Security forces were told to allow free passage to buses and other vehicles carrying school children.
Despite the security and transport arrangements made by the authorities, less than 5 percent student attendance was recorded in schools in Srinagar Monday.
Many schools situated in the old city areas of Srinagar recorded zero percent student attendance.
‘I brought my son to the school today because we live hardly 500 metres away from the school,’ said a parent who requested not to be named.
‘This would not be possible for others who have to bring their children to school covering eight-10 km in a tension-ridden city like ours,’ he added.
Most of the students who turned up to attend classes said they felt wonderful.
‘I have come to my school after two months today. It is a joy I cannot put in words, but if the situation does not improve completely, I fear my parents might not risk sending me to the school just because I enjoy coming here.’
‘It has been my first experience to venture out of my home during curfew. Everything wears a deserted look. Hardly anybody on the roads. My father who carried me to the school on his scooter was stopped by police, but after seeing me on the pillion they just smiled and waved me on,’ said Mudasir (name changed to protect identity), student of prestigious private school here.

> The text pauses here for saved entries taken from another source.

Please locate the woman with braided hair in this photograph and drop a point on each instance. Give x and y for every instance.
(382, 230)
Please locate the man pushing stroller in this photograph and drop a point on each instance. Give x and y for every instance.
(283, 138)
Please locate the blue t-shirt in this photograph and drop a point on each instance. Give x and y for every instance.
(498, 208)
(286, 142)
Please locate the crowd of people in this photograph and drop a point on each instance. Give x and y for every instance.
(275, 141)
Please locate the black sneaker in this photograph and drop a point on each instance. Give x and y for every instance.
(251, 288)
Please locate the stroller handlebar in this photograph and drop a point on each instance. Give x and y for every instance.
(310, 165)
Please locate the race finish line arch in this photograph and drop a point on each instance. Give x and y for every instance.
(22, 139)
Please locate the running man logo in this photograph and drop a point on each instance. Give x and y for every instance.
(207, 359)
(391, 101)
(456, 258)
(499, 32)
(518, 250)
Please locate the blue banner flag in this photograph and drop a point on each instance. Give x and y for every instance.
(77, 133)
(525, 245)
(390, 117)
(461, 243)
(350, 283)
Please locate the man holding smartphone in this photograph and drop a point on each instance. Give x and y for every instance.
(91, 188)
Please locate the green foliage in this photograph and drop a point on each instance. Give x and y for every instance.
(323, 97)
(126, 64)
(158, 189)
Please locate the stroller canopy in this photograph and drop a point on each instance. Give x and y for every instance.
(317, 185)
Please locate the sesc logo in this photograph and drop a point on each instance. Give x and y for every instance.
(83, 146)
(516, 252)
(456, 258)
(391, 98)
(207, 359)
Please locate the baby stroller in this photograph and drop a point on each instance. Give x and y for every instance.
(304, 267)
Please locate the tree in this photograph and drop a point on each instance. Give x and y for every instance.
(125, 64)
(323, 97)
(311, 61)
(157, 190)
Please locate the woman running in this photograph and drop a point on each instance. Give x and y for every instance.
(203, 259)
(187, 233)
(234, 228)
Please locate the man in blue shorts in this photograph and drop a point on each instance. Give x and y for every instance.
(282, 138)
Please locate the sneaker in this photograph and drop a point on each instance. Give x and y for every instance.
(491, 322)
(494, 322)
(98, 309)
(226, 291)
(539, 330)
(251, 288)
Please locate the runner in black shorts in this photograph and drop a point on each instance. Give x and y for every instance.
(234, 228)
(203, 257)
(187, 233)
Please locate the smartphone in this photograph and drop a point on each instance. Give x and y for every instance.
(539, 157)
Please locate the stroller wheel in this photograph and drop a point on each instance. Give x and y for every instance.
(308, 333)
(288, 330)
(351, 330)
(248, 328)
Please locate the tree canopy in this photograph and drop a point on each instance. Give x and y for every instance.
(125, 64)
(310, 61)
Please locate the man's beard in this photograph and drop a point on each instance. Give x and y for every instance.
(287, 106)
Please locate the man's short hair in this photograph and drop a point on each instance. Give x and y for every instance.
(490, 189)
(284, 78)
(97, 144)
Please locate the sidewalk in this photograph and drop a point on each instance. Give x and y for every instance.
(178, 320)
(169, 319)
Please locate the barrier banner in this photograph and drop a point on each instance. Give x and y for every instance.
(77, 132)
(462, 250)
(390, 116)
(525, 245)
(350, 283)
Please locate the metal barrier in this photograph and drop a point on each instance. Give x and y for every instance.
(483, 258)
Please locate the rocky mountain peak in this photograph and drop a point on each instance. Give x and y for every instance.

Officials claimed attendance of children in schools working in rural areas was 80 percent.
However, locals maintain that most schools in rural areas of the valley had been functioning almost normally during the over three-month-long unrest.
‘Today’s attendance both by staff and children at schools in Srinagar has been encouraging, given the fact that the separatists had called for a complete shutdown today and asked people to remain indoors,’ a senior police officer said here.
Syed Ali Geelani in a statement specifically asked parents not to send their children to school Monday as he claimed the Indian government was now trying to use children against the ongoing Quit Kashmir campaign started by his group.
‘They have killed over 108 children and youth and now suddenly they have started showing concern for the education of our children. There is a design behind this move of the government’, Geelani claimed.
Chief Minister Omar Abdullah in Jammu advised the media not to ‘hype’ the event ‘because the lives of children are at stake’.
Talking to newspersons on the sidelines of a government function, Abdullah said: ‘My request to all of you in the media would be that the opening of schools in the valley should not be played up’ as he feared it may bring harm the children’s way.
In New Delhi, union Home Minister P. Chidambaram, welcoming the opening of schools, criticised stone pelters for attacking school buses in some areas.
‘How can any right-thinking person pelt stones at school buses?’ Chidambaram asked.
‘I hope that such mischief will stop immediately. Anyone who has the interest of the children at heart cannot indulge in stone-pelting, nor should anyone support such mischievous attempts to interfere with the functioning of schools and colleges,’ he said.
At least 108 people have been killed in the Kashmir Valley, mostly in firing by the security forces during clashes with stone-throwing protesters over the past three and a half months. The unrest had led to schools being shut in the valley.